I'll do my best to answer some of these questions:

Dr. Brzowski in Utah did my surgery. I picked him because he was rated one of the top 100 cosmetic surgeons in the nation. He just HAPPENS to have an office 2 blocks away from my house. Handy. I am happy with him and his staff. Very awesome.

As far as the drains go... I had them in for just over a week. But once they came out, boy am I SWOLLEN! In the morning my stomach is flush, but in the evening I look like I have a teenie ponch over my incision, and swollen hips and my pants get tight again. Yeah, I'm still super swollen. But I'm not really taking things easy, either. I'm not exercising yet (it's only been 2 weeks), but I'm going, going, going all day. Can't stand to be inside any more. And with my schedule that used to be filled 100% of the time with either physical activity or the boyfriend, well, that leaves me with zippo right now. So I'm trying to fill the time with doing things with friends or some kind of service activity (mostly because if I can focus on someone else for awhile I can forget about my stupid breakup).

Mypov, they cut me ALL the way around, lift and lower skin, and they did Lipo all around the place.

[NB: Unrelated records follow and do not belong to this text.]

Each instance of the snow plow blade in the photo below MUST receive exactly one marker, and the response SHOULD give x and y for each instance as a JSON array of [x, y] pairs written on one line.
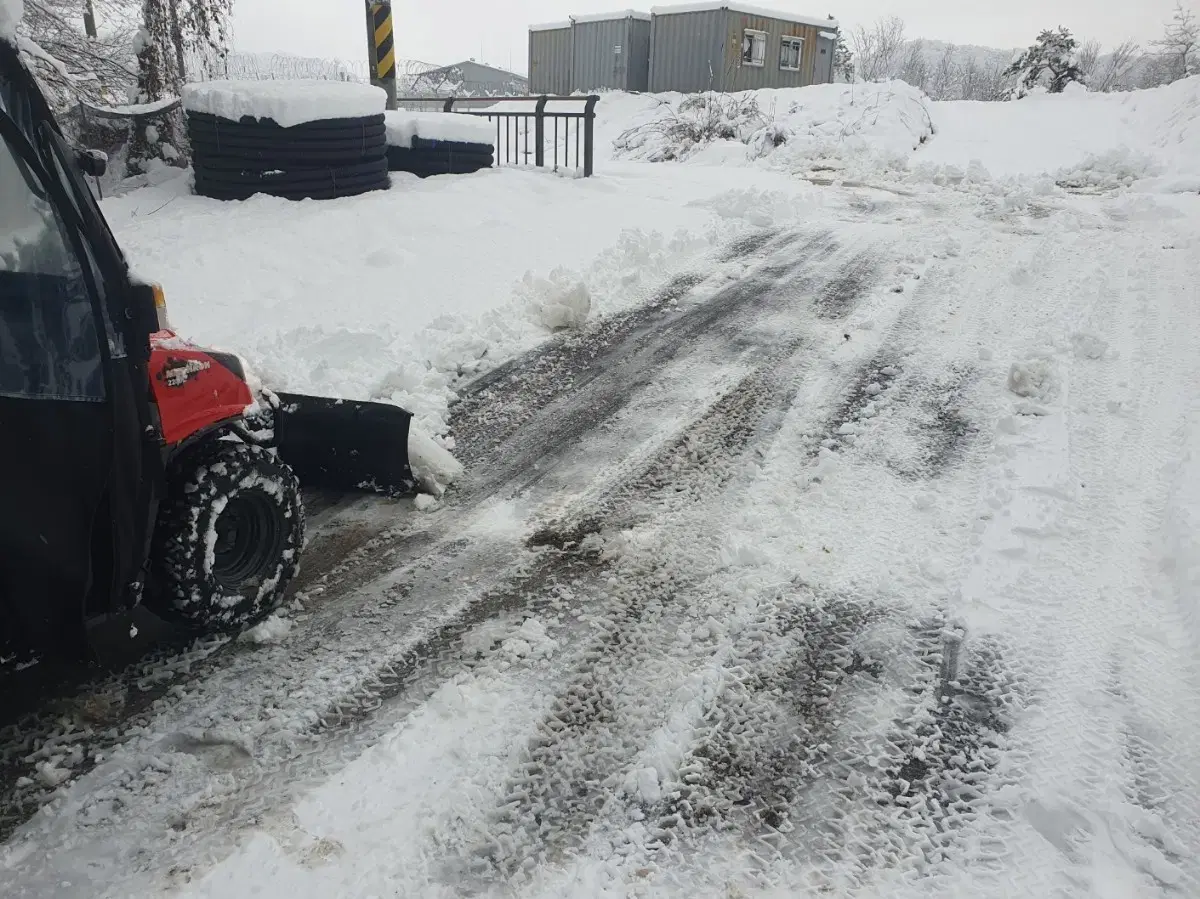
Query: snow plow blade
[[345, 444]]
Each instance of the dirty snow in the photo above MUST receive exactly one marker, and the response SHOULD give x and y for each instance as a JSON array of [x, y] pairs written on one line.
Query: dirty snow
[[883, 582], [403, 126], [287, 103]]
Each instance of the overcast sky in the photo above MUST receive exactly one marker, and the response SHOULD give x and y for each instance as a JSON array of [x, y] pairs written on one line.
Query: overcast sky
[[495, 31]]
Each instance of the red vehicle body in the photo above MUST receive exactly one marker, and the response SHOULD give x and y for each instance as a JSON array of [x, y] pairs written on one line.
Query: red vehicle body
[[193, 389]]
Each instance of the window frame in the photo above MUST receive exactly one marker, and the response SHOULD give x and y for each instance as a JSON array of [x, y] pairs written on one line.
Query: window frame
[[798, 42], [753, 33]]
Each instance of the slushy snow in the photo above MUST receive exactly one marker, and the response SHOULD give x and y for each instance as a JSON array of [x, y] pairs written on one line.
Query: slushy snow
[[403, 126], [287, 103], [882, 581]]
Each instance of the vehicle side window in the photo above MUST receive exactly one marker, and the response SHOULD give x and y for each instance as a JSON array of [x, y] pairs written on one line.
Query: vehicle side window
[[49, 346]]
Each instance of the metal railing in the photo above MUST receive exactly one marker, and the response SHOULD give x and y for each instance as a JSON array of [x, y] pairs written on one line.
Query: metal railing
[[531, 137]]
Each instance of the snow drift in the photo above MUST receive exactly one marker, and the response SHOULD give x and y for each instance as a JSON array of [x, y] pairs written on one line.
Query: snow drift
[[11, 12]]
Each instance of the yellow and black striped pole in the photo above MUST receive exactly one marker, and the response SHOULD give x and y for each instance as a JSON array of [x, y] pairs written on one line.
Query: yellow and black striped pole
[[382, 48]]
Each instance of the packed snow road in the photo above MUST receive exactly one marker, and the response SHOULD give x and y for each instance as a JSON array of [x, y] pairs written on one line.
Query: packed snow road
[[856, 562]]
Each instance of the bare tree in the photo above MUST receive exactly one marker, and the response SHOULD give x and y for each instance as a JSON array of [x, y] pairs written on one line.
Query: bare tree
[[945, 77], [99, 69], [984, 82], [1089, 59], [877, 49], [844, 59], [915, 65], [1113, 71], [172, 30], [1180, 43]]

I'm afraid they lipo'd my butt LOL! I have no butt any more!!! I want the butt injection too, now. Nah, it'll look better once my hip swelling goes down. And hey, we were banded by the same doc! I love those guys.

Efficka... why did you lose your band???

Brenda B. - I wanna hear your story, too!!! And see pics. Have them posted anywhere? I really don't mind pain, believe it or not! I was doin okay a few days after surgery. And yeah, my back hurts like a motha, but not where the incision is. The back incision is NO BIG DEAL! Honestly, very, very minimal. It's the Tummy Tuck part that I've had to be bent over. I am NEARLY standing up straight. I've been de-evolved for two weeks now.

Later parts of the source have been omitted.